Let \(Z \sim \fancyscript{M}\fancyscript{G}\fancyscript{P}\left( \phi , \fancyscript{C}_{\mathrm{M}}, \fancyscript{C}_{\mathrm{N}}\right) \), and define the matrix \({\mathbf {Z}}\in {\mathbb {R}}^{M\times N}\) with entries \(z_{m,n}= Z(m,n)\) for \({m,n}\in \mathsf {M}\times \mathsf {N}\), \({\text {vec}({\mathbf {Z}})}\) is a distributed as a multivariate Gaussian with mean \({\text {vec}({\varvec{\varPhi }})}\) and covariance matrix \({\mathbf {C}}_{\mathrm{N}}\otimes {\mathbf {C}}_{\mathrm{M}}\), i.e., \({\text {vec}({\mathbf {Z}})}\sim \fancyscript{N}\left( {\text {vec}({\varvec{\varPhi }})}, {\mathbf {C}}_{\mathrm{N}}\otimes {\mathbf {C}}_{\mathrm{M}}\right) \), where \(\phi _{m,n}= \phi (m,n)\), \({\varvec{\varPhi }}\in {\mathbb {R}}^{M\times N}\) is the mean matrix, \({\mathbf {C}}_{\mathrm{M}}\in {\mathbb {R}}^{M \times M}\) is the row covariance matrix and \({\mathbf {C}}_{\mathrm{N}}\in {\mathbb {R}}^{N \times N}\) is the column covariance matrix.
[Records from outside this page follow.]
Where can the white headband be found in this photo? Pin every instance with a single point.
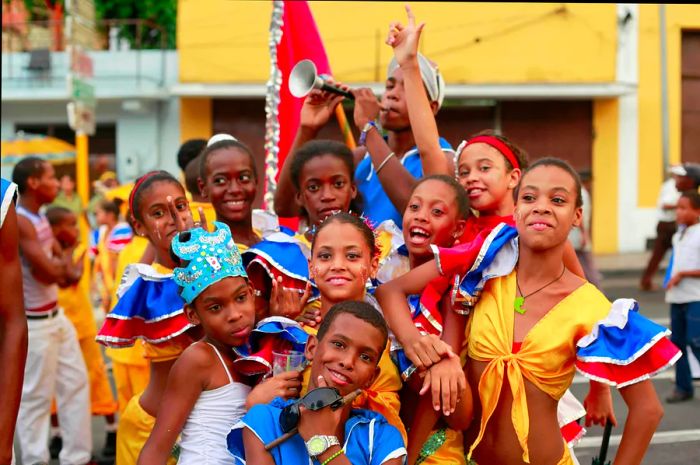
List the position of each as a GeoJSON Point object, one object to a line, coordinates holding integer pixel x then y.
{"type": "Point", "coordinates": [431, 78]}
{"type": "Point", "coordinates": [219, 137]}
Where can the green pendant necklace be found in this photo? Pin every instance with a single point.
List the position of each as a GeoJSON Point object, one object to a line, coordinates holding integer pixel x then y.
{"type": "Point", "coordinates": [520, 299]}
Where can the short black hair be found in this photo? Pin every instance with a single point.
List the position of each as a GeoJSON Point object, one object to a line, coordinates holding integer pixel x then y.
{"type": "Point", "coordinates": [225, 144]}
{"type": "Point", "coordinates": [559, 163]}
{"type": "Point", "coordinates": [319, 148]}
{"type": "Point", "coordinates": [358, 309]}
{"type": "Point", "coordinates": [30, 167]}
{"type": "Point", "coordinates": [56, 215]}
{"type": "Point", "coordinates": [189, 151]}
{"type": "Point", "coordinates": [141, 185]}
{"type": "Point", "coordinates": [354, 220]}
{"type": "Point", "coordinates": [693, 197]}
{"type": "Point", "coordinates": [460, 194]}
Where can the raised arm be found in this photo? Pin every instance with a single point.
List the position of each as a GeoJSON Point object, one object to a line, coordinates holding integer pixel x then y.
{"type": "Point", "coordinates": [423, 351]}
{"type": "Point", "coordinates": [186, 382]}
{"type": "Point", "coordinates": [13, 333]}
{"type": "Point", "coordinates": [396, 181]}
{"type": "Point", "coordinates": [421, 112]}
{"type": "Point", "coordinates": [318, 108]}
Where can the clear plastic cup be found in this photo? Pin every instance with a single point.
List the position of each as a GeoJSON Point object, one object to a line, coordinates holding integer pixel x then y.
{"type": "Point", "coordinates": [287, 360]}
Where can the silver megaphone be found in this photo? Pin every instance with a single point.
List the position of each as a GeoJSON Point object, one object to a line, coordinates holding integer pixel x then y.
{"type": "Point", "coordinates": [304, 78]}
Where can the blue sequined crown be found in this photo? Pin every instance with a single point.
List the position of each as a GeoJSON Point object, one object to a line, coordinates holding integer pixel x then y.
{"type": "Point", "coordinates": [210, 257]}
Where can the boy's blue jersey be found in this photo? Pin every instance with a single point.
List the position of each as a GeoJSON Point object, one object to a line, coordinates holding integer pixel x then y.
{"type": "Point", "coordinates": [377, 205]}
{"type": "Point", "coordinates": [369, 438]}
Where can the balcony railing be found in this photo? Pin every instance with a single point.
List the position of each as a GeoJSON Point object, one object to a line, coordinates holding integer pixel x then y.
{"type": "Point", "coordinates": [33, 53]}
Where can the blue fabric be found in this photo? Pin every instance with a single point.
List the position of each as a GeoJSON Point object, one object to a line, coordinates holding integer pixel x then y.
{"type": "Point", "coordinates": [622, 345]}
{"type": "Point", "coordinates": [685, 332]}
{"type": "Point", "coordinates": [263, 420]}
{"type": "Point", "coordinates": [210, 256]}
{"type": "Point", "coordinates": [287, 257]}
{"type": "Point", "coordinates": [474, 280]}
{"type": "Point", "coordinates": [149, 299]}
{"type": "Point", "coordinates": [377, 206]}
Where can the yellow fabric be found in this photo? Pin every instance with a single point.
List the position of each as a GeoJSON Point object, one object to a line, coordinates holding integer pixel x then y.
{"type": "Point", "coordinates": [135, 426]}
{"type": "Point", "coordinates": [75, 301]}
{"type": "Point", "coordinates": [382, 396]}
{"type": "Point", "coordinates": [129, 380]}
{"type": "Point", "coordinates": [133, 355]}
{"type": "Point", "coordinates": [101, 397]}
{"type": "Point", "coordinates": [451, 451]}
{"type": "Point", "coordinates": [209, 212]}
{"type": "Point", "coordinates": [546, 357]}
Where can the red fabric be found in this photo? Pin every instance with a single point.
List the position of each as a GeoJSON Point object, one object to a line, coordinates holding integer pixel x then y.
{"type": "Point", "coordinates": [300, 40]}
{"type": "Point", "coordinates": [496, 143]}
{"type": "Point", "coordinates": [661, 355]}
{"type": "Point", "coordinates": [125, 329]}
{"type": "Point", "coordinates": [455, 261]}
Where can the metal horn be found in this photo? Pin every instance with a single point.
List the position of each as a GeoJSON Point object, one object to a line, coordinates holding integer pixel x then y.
{"type": "Point", "coordinates": [304, 78]}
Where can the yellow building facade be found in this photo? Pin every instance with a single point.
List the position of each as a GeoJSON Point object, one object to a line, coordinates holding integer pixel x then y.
{"type": "Point", "coordinates": [534, 64]}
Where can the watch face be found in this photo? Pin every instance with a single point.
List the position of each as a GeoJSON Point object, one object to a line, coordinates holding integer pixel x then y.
{"type": "Point", "coordinates": [316, 445]}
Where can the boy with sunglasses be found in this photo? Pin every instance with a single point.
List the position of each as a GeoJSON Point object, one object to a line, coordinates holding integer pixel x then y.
{"type": "Point", "coordinates": [344, 356]}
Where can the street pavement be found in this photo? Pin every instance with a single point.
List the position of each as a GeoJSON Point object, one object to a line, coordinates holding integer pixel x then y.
{"type": "Point", "coordinates": [677, 440]}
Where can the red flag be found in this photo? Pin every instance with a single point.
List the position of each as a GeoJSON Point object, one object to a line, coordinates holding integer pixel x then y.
{"type": "Point", "coordinates": [299, 40]}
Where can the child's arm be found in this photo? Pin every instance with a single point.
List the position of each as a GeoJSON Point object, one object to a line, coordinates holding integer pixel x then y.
{"type": "Point", "coordinates": [187, 379]}
{"type": "Point", "coordinates": [423, 351]}
{"type": "Point", "coordinates": [598, 404]}
{"type": "Point", "coordinates": [645, 412]}
{"type": "Point", "coordinates": [420, 112]}
{"type": "Point", "coordinates": [317, 109]}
This definition extends to finite subsets \(\mathsf {L}\subset {\mathbb {M}}\times {\mathbb {N}}\) that are not complete matrices. For any subset \(\mathsf {L}\), the vector \({\mathbf {z}}= \left[ z_{l_1}\,\ldots \,z_{l_{L}} \right] \) is distributed as \({\mathbf {z}}\sim \fancyscript{N}\left( {\varvec{\varPhi }}_{\mathsf {L}} , {\mathbf {C}}\right) \) where the vector \({\varvec{\varPhi }}_{\mathsf {L}} =[\phi (1) \ldots \phi (L)] \in {\mathbb {R}}^L\) are arranged from the entries of the mean matrix corresponding to the set \(l \in \mathsf {L}\), and \({\mathbf {C}}\) is the covariance matrix evaluated only on pairs \(l,l' \in \mathsf {L}\times \mathsf {L}\).

The MV-GP is a popular prior distribution for transposable matrix data. Here we combine it with a Gaussian observation noise model as follows (see Fig. 1):

  1. 1.

    Draw the function \(Z\) from a zero mean MV-GP as \(Z \sim \fancyscript{M}\fancyscript{G}\fancyscript{P}\left( {0} , \fancyscript{C}_{\mathrm{M}}, \fancyscript{C}_{\mathrm{N}}\right) \).

  2. 2.

    Draw observed response independently as \(y_{m,n}\sim \fancyscript{N}\left( z_{m,n}, \sigma ^2\right) \) given \(z_{m,n}= Z({m,n})\).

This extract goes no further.